Noutros aspectos, provavelmente os que provêm mais directamente de Duarte Lopes, a obra revela rigor e cuidado. A descrição da capital do reino, S. Salvador do Congo (no Norte da actual Angola) e das suas diversas províncias, assim como a história do reino desde a chegada dos portugueses, é muito interessante e provavelmente fidedigna. É particularmente curiosa a forma como descreve as alterações que a conversão do rei ao Cristianismo e o contacto com os portugueses provocaram ao nível do quotidiano e do vestuário local:

Antigamente este rei e os seus cortesãos vestiam-se de panos de palma, com os quais se cobriam da cintura para baixo, apertando-os com cintos feitos da mesma matéria e de belos lavores; no ombro traziam um rabo de zebra preso a um cabo, por ser de uso antigo naquelas regiões; na cabeça tinham carapuças de cor amarela e encarnada; andavam descalços a maior parte deles. Mas depois daquele reino ser cristianizado, os grandes da corte começaram a vestir-se à moda dos portugueses, trazendo mantos, capas, tabardos de escarlata e de telas de seda; na cabeça, chapéus e barretes, nos pés, alparcas de veludo, de couro, e borzeguins à moda portuguesa. Logo que o rei se converteu ao Cristianismo, reformou também a sua corte de certo modo imitando a de Portugal, e principalmente quanto ao modo de estar à mesa. Possui baixela de ouro e de prata, com um salva para comer e beber.”

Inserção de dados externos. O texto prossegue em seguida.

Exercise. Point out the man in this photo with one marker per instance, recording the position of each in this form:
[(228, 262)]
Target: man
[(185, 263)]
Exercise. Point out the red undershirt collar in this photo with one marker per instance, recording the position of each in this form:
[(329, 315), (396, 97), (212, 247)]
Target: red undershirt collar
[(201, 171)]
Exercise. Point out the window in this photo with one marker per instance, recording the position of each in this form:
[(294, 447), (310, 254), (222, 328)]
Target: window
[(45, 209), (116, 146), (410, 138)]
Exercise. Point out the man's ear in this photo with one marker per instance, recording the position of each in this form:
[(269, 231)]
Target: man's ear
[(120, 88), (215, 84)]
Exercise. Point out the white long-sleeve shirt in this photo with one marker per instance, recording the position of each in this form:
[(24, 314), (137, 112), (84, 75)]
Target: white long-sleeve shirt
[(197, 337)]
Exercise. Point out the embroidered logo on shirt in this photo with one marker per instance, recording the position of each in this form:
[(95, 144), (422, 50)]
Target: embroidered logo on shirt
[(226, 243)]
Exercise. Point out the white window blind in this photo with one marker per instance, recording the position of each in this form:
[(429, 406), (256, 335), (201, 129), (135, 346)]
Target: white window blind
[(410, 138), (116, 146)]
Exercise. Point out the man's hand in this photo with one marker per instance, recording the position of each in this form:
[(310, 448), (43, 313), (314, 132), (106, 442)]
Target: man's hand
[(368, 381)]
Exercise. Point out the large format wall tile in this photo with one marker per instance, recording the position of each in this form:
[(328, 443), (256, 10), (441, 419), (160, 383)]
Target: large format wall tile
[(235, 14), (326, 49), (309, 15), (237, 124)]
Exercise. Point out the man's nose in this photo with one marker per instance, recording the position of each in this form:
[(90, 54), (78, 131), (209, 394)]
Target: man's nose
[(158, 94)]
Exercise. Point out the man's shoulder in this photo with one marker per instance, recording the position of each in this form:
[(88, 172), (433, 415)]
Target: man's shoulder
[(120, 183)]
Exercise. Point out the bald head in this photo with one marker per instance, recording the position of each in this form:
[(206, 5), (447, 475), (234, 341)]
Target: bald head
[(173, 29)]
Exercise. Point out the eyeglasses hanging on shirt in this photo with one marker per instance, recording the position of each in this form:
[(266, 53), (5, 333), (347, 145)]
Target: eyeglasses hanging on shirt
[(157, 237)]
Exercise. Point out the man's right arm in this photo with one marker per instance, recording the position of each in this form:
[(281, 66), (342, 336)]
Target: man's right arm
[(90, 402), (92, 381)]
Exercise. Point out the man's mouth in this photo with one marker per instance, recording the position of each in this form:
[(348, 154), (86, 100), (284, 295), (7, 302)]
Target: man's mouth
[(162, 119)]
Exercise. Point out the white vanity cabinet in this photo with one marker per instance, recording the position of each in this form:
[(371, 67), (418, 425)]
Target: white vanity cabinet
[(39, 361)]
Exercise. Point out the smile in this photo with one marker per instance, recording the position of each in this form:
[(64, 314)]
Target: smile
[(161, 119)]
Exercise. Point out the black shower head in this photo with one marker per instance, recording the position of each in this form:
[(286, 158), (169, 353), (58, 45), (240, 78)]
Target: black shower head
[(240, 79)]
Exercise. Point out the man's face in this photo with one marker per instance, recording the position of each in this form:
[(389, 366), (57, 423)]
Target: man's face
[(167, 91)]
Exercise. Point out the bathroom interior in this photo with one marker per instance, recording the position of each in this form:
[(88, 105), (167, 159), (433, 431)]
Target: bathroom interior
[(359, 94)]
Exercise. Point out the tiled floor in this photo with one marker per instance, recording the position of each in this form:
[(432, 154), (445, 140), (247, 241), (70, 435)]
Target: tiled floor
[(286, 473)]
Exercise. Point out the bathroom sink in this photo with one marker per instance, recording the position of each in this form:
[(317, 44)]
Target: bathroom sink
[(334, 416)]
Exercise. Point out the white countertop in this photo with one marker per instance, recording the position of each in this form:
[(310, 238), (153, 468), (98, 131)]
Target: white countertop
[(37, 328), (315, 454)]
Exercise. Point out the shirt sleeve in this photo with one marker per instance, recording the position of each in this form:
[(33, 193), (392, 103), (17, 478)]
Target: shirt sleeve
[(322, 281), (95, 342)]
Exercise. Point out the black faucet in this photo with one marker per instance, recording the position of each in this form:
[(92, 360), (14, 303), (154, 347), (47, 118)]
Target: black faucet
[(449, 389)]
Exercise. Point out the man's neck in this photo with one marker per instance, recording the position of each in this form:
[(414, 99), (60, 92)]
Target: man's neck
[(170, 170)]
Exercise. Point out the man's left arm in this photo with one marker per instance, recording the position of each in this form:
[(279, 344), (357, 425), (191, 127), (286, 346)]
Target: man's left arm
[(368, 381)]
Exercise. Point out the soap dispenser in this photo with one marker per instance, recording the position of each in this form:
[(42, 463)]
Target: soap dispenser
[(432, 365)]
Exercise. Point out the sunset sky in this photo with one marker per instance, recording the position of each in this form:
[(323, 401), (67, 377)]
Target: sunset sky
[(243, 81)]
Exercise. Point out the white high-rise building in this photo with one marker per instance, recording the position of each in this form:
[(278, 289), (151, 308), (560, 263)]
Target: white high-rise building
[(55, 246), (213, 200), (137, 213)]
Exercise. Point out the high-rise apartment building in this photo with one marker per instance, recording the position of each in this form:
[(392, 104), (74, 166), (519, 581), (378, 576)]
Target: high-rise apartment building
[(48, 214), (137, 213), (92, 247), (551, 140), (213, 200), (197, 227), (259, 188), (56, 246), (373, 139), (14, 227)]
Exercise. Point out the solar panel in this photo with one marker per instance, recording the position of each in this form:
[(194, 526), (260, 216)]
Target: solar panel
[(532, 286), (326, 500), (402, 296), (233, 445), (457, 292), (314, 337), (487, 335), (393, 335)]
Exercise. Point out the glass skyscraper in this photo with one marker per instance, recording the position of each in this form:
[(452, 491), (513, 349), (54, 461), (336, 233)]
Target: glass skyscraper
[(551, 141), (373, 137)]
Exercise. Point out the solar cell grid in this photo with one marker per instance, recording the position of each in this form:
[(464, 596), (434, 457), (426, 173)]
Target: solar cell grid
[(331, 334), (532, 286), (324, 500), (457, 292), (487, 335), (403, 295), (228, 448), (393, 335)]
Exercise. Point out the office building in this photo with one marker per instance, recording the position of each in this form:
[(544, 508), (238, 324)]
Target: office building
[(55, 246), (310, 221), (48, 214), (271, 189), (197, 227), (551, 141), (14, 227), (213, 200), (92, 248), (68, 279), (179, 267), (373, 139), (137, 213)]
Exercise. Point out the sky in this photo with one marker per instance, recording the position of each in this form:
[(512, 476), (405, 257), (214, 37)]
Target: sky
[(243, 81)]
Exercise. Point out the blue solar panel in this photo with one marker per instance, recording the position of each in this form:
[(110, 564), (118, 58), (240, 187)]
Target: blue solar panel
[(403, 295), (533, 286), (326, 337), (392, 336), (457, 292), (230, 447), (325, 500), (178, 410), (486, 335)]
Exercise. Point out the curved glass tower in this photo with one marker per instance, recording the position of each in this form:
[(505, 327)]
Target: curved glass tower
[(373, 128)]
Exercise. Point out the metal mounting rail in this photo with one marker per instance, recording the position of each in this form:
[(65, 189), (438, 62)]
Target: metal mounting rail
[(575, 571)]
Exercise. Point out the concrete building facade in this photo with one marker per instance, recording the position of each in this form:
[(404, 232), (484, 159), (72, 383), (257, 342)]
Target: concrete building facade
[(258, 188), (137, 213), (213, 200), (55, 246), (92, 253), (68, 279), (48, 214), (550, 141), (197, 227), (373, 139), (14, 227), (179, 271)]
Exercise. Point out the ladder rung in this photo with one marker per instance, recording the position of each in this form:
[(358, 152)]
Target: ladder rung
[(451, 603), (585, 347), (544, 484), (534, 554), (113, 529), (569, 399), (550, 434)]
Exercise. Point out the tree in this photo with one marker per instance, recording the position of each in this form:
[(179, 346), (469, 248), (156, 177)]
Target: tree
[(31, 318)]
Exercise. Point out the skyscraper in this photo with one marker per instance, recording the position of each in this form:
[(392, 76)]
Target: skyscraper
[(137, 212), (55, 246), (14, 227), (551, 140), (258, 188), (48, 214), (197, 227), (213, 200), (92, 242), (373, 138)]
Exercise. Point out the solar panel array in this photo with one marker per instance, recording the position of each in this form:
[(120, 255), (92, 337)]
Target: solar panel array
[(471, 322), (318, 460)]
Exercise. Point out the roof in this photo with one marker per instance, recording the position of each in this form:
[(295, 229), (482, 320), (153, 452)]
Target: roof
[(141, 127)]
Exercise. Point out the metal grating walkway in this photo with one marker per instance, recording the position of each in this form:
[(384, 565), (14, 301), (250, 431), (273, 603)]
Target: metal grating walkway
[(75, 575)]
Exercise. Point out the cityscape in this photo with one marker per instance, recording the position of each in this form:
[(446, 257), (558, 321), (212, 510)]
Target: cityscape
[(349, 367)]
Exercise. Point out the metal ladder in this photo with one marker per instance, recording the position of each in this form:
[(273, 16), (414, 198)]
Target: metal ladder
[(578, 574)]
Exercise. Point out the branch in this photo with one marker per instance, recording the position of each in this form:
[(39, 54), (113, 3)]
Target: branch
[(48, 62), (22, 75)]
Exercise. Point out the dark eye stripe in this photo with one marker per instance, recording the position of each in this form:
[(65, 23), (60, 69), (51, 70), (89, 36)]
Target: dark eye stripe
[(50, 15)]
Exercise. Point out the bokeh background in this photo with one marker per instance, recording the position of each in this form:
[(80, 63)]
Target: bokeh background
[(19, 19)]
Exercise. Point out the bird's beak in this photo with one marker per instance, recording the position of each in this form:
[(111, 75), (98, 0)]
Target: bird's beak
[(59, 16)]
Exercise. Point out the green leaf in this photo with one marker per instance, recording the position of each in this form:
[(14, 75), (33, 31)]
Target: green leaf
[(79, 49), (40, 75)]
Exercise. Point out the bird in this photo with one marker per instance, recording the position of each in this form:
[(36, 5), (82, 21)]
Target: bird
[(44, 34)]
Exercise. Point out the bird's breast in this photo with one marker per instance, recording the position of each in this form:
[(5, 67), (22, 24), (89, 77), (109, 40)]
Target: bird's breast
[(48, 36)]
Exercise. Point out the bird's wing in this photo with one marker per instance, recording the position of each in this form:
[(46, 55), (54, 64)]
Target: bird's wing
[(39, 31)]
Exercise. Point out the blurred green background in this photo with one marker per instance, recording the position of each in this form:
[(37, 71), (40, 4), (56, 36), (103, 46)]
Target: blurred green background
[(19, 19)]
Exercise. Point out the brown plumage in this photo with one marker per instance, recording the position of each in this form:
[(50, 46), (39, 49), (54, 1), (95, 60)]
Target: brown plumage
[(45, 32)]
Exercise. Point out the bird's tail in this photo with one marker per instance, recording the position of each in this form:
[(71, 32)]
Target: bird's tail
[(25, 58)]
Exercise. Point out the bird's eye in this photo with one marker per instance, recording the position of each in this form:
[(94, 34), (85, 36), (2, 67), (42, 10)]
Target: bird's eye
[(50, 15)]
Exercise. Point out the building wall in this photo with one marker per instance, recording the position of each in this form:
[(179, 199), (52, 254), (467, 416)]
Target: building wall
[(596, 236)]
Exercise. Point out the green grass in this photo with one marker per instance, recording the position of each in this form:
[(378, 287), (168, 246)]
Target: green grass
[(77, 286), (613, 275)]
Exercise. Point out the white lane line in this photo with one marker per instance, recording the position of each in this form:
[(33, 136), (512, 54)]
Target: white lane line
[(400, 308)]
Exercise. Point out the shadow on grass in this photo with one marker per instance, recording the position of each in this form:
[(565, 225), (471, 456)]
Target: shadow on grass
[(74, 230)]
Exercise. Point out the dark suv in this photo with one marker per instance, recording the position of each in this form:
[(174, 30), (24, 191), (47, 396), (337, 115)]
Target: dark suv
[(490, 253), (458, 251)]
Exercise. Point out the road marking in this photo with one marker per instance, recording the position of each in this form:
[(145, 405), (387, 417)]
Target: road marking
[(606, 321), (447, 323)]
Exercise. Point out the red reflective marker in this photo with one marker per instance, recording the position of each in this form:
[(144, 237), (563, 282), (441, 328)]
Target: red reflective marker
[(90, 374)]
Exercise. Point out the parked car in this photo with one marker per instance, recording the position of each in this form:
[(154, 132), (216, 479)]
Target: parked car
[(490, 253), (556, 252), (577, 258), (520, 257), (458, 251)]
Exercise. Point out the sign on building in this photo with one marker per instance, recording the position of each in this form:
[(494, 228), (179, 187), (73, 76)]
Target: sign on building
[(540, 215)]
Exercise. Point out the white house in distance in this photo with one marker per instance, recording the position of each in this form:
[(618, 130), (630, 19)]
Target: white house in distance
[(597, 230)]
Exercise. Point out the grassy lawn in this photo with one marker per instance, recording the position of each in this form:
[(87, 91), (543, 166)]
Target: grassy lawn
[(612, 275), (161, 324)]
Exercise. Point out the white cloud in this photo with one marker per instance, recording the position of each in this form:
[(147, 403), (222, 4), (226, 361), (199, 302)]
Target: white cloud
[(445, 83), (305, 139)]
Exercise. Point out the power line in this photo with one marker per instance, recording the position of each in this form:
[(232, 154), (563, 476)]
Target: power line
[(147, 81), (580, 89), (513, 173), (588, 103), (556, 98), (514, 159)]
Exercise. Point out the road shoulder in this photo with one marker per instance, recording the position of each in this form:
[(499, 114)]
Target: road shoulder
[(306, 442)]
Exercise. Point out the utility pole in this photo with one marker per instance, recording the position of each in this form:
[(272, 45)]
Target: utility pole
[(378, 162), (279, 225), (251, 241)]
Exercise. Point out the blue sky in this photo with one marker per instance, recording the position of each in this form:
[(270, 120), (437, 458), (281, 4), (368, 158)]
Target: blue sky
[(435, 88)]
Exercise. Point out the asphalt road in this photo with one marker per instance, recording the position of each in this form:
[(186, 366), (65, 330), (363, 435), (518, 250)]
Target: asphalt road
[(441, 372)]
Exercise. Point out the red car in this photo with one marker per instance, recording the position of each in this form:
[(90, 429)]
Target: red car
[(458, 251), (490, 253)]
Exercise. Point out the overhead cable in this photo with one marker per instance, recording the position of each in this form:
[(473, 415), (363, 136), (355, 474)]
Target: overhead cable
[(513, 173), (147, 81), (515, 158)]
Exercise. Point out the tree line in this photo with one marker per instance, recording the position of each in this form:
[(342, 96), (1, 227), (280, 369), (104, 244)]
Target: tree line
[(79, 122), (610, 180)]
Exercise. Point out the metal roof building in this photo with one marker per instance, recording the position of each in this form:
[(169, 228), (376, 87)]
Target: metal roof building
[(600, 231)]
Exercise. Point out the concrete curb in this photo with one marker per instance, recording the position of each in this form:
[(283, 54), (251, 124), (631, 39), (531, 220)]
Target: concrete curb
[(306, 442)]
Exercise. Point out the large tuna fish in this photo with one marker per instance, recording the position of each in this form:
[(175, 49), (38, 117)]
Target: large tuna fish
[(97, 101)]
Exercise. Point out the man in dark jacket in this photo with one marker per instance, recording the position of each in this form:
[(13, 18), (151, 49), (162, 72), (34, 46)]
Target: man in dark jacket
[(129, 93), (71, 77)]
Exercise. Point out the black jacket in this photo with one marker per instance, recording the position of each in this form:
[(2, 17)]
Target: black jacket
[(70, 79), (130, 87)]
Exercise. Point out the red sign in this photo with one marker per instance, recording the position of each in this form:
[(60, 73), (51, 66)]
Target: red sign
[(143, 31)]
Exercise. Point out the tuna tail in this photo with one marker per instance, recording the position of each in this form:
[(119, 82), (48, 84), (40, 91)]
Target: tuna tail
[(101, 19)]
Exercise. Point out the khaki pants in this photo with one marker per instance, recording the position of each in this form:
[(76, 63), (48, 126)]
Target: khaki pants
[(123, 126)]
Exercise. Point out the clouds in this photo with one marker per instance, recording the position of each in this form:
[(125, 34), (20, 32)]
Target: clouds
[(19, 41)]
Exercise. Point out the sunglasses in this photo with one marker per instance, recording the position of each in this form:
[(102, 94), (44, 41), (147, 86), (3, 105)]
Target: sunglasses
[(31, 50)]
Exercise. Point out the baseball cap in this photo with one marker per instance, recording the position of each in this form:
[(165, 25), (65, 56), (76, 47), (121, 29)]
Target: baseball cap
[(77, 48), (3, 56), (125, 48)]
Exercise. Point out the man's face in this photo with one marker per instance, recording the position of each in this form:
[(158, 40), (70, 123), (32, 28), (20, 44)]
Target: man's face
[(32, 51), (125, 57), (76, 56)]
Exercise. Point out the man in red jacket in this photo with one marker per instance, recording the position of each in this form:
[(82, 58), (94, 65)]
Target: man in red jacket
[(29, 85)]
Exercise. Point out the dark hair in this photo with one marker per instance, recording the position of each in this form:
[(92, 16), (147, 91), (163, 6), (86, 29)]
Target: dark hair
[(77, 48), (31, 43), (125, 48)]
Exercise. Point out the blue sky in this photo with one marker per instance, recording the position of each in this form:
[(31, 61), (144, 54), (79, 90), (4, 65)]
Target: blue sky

Duarte Lopes regressou novamente a Madrid, onde voltou a contactar Filipe II e a informá-lo das vantagens de intervir no Congo e de promover o relacionamento com aquele rei. Lopes pretendia provavelmente incrementar a acção evangelizadora naquela região de África, invocando para tal o interesse da Coroa Portuguesa nas possíveis riquezas, como ouro e prata, que estariam hipoteticamente por descobrir no interior do reino. Nada mais conhecemos da sua vida, nem sequer se alguma vez regressou a África. Apenas conhecemos a “Relação do Congo”, que permaneceria durante muito tempo como a mais importante descrição de um reino africano.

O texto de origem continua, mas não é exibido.